Three catalog modes in a single Actor:

• 📜 Licenses mode. All 729 SPDX-recognized open-source licenses with full text.
• ⚖️ Exceptions mode. All 72 license-applicable exceptions (Classpath, GCC Runtime, Autoconf, Bison, Font, etc.).
• 🔎 Single license mode. Pull one license by SPDX short ID for spot lookups.

Optional filters: OSI Approved only, FSF Free / Libre only, Include deprecated, and Include full license text for body-text export.

Each record includes the SPDX short identifier, official name, OSI / FSF flags, deprecation status, reference URL, see-also cross-references, and the full standard license template plus license body.

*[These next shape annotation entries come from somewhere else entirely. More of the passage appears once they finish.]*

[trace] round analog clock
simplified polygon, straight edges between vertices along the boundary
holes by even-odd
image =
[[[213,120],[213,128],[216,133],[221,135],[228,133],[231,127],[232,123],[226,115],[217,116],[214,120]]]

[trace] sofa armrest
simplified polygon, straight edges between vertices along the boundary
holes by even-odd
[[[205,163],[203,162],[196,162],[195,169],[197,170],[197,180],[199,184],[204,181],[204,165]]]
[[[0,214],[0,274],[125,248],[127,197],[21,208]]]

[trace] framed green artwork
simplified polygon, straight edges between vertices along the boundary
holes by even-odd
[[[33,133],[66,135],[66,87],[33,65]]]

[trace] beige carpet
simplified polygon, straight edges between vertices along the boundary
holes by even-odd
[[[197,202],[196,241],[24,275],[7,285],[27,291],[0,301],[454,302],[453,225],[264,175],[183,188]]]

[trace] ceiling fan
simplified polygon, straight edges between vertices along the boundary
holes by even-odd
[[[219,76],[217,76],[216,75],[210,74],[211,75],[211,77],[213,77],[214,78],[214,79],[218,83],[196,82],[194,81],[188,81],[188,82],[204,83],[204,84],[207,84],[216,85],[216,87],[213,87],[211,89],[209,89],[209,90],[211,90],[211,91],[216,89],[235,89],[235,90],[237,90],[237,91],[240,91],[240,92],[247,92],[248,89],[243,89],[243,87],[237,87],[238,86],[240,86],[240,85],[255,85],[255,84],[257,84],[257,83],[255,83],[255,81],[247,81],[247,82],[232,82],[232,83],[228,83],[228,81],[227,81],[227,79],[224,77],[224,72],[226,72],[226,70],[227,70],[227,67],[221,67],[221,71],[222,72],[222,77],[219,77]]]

💡 Why it matters: the SPDX License List is the single source of truth for open-source license identification across SBOMs, package registries, and compliance workflows. Building your own scraper means tracking semantic-version bumps of the canonical list, parsing dual JSON layers, and stitching detail bodies back to the index. This Actor skips all of that.

---

🎬 Full Demo

🚧 Coming soon: a 3-minute walkthrough showing how to go from sign-up to a downloaded license dataset.

---

⚙️ Input

Input	Type	Default	Behavior
maxItems	integer	10	Records to return. Free plan caps at 10, paid plan at 1,000,000.
mode	string	"licenses"	One of licenses, exceptions, or single.
licenseId	string	""	SPDX short identifier. Only used when mode = single. 729 enum values available.
fsfLibre	boolean	false	Keep only licenses the FSF marks as Free / Libre.
osiApproved	boolean	false	Keep only OSI-approved licenses.
deprecated	boolean	false	Include licenses SPDX has marked deprecated.
includeText	boolean	true	Pull the full license body text. Adds one HTTP request per license.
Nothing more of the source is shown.